- Where is $f\colon\mathbb C\to\mathbb C,~z\mapsto |z|^2$ $\mathbb C$-differentiable? Is there a restriction of $f$ that is holomorphic?
- Is there an entire function $f$ with $\operatorname{Re}(f(x+\mathrm iy))=2xy$? If so, write it in the form of $f(z)$.
- For which $\alpha\in\mathbb R$ does an entire function $f$ exist with $\operatorname{Re}(f(x+\mathrm iy))=x^2+\alpha y^2$? If there is such a function write it in the form of $f(z)$.
- We can write $f(x+\mathrm i y)=u(x,y)+\mathrm iv(x,y)$ with $u(x,y)=x^2+y^2$ and $v(x,y)=0$. The Cauchy-Riemann equations yield $$\begin{align*}\frac{\partial u}{\partial x} = 2x &= 0 = \frac{\partial v}{\partial y}\\\frac{\partial u}{\partial y} = 2y &= 0 =-\frac{\partial v}{\partial x}.\end{align*}$$ This is only true for $x=y=0$ thus only for $z=0$. Hence I assume that only the restriction to $\{0\}$ would be holomorphic. Alternatively we know that $\overline z$ is not $\mathbb C$-differentiable thus $f(z)=z\overline z$ isn't either for all $z\neq 0$.

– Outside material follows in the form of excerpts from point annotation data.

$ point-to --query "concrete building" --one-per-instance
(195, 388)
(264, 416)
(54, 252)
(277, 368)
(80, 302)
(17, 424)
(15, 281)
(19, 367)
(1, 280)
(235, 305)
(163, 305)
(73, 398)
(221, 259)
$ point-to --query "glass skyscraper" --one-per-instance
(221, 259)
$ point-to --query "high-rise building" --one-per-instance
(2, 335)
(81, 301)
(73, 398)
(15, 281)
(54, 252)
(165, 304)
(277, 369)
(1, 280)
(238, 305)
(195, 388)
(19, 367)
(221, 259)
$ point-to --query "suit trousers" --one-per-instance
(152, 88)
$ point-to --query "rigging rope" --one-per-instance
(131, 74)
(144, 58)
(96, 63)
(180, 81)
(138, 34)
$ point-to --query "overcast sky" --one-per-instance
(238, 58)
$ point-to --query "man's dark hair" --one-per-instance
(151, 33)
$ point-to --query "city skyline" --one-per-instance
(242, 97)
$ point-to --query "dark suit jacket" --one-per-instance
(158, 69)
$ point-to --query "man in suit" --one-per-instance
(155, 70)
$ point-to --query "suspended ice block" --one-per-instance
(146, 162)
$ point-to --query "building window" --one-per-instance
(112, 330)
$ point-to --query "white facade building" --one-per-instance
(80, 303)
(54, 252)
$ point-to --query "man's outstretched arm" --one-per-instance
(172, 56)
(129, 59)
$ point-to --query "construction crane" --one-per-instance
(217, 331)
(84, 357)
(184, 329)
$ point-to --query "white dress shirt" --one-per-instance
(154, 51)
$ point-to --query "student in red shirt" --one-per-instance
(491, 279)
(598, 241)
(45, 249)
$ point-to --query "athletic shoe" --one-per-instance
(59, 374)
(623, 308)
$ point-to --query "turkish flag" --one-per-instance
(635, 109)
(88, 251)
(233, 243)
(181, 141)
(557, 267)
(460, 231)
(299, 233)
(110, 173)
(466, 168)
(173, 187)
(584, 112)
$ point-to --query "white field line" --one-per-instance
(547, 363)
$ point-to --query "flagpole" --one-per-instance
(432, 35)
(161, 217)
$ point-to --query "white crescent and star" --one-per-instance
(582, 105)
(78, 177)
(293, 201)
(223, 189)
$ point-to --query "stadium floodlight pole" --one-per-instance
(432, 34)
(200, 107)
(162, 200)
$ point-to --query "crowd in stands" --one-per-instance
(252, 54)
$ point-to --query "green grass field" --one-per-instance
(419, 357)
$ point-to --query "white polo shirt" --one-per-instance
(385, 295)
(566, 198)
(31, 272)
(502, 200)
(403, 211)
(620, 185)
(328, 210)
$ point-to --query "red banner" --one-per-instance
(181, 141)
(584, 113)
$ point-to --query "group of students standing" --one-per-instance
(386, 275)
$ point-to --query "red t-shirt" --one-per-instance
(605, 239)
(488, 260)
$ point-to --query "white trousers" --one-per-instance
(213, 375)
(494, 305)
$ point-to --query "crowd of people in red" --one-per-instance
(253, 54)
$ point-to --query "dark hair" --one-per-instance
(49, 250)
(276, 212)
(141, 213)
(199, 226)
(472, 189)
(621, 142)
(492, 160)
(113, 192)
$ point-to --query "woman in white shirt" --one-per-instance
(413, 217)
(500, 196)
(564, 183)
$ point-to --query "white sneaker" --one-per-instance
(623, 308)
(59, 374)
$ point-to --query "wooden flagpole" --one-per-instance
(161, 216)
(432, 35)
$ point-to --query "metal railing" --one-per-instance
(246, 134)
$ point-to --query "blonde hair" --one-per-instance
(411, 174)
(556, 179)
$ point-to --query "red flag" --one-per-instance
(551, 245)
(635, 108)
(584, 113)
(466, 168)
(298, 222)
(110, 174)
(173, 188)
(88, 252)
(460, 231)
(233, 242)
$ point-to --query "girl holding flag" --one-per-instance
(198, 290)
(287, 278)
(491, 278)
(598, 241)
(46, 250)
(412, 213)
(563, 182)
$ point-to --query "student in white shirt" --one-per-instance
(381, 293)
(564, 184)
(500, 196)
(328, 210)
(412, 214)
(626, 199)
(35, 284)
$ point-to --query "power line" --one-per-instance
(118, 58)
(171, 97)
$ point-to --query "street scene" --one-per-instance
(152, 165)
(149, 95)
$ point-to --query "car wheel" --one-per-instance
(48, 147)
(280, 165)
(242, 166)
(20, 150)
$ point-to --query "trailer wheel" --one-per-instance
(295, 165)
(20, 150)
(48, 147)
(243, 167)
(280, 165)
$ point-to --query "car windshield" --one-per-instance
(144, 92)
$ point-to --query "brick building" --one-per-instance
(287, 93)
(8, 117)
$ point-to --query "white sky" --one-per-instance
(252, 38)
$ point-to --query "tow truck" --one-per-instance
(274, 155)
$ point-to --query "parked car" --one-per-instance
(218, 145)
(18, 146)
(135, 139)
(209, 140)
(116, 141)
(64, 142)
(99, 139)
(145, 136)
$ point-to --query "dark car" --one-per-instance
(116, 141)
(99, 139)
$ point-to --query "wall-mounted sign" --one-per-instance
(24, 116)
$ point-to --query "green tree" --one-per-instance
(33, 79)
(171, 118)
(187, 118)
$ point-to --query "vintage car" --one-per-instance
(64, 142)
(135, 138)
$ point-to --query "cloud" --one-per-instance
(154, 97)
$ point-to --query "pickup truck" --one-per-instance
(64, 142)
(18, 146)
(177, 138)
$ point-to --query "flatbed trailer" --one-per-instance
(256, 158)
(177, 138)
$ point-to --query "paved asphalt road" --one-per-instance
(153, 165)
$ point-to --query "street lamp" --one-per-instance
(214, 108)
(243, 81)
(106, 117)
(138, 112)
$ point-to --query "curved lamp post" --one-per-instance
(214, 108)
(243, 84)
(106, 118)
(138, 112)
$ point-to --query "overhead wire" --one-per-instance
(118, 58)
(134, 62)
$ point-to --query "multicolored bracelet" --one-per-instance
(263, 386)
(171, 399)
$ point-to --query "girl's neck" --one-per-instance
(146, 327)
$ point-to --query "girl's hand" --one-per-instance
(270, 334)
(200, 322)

- If $f$ is entire and thus holomorphic the Cauchy-Riemann equations hold hence we are looking for a function $$f(x+\mathrm i y) = 2xy + \mathrm i v(x,y)$$ which suffices $$\frac{\partial u}{\partial x}=2y,\qquad \frac{\partial u}{\partial y}=2x.$$ Applying the C-R equations yields $$\frac{\partial v}{\partial x}=-2x,\qquad \frac{\partial v}{\partial y}=2y.$$ Therefore we get $$v(x,y)=\int\frac{\partial v}{\partial x}\mathrm dx+g(y) = -x^2+c_1+g(y)$$ for a function $g(y)$ that has to be found and an arbitrary additive constant $c_1$. Since $$\frac{\partial(-x^2+c_1+g(y))}{\partial y}=g'(y)=2y=\frac{\partial v}{\partial y}$$ we know that $$g(y)=\int g'(y)\mathrm dy = y^2+c_2$$ for another arbitrary constant $c_2$ hence $v(x,y)=-x^2+y^2+(c_1+c_2)$ and finally $$f(x+\mathrm iy)=2xy +\mathrm i(-x^2+y^2+(c_1+c_2)).$$
- Similiarly to 2. we have $$f(x+\mathrm iy)=(x^2+\alpha y^2)+\mathrm iv(x,y)$$ which suffices $$\begin{align*}\frac{\partial u}{\partial x} = 2x &= 2x = \frac{\partial v}{\partial y}\\\frac{\partial u}{\partial y} = 2\alpha y &= 2\alpha y =-\frac{\partial v}{\partial x}.\end{align*}$$ Once again we obtain $$v(x,y)=\int\frac{\partial v}{\partial x}\mathrm dx + g(y) = -2\alpha yx+c_1+ g(y)$$ where partial differentiation of the expression yields $$\frac{\partial (-2\alpha yx+c_1+ g(y))}{\partial y} = -2\alpha x+g'(y)=2x=\frac{\partial v}{\partial y}\implies g'(y)=2x(1+\alpha).$$ Therefore we obtain $$g(y)=2x(1+\alpha)\int \mathrm dy = 2xy(1+\alpha)+c_2\implies v(x,y)=2xy+(c_1+c_2).$$ A partial derivation for $x$ yields $\alpha =-1$ and finally $$f(x+\mathrm iy)=(x^2-y^2)+\mathrm i(2xy+(c_1+c_2))$$ as the only function to suffice the given properties.
I am looking for feedback on my current solutions - are they even correct? And what can be optimized?
EDIT: Apparently I should rewrite my solutions for 2. and 3. as polynomials $f(z)$ in $z$ where i have to find appropriate coefficients. How may I do so?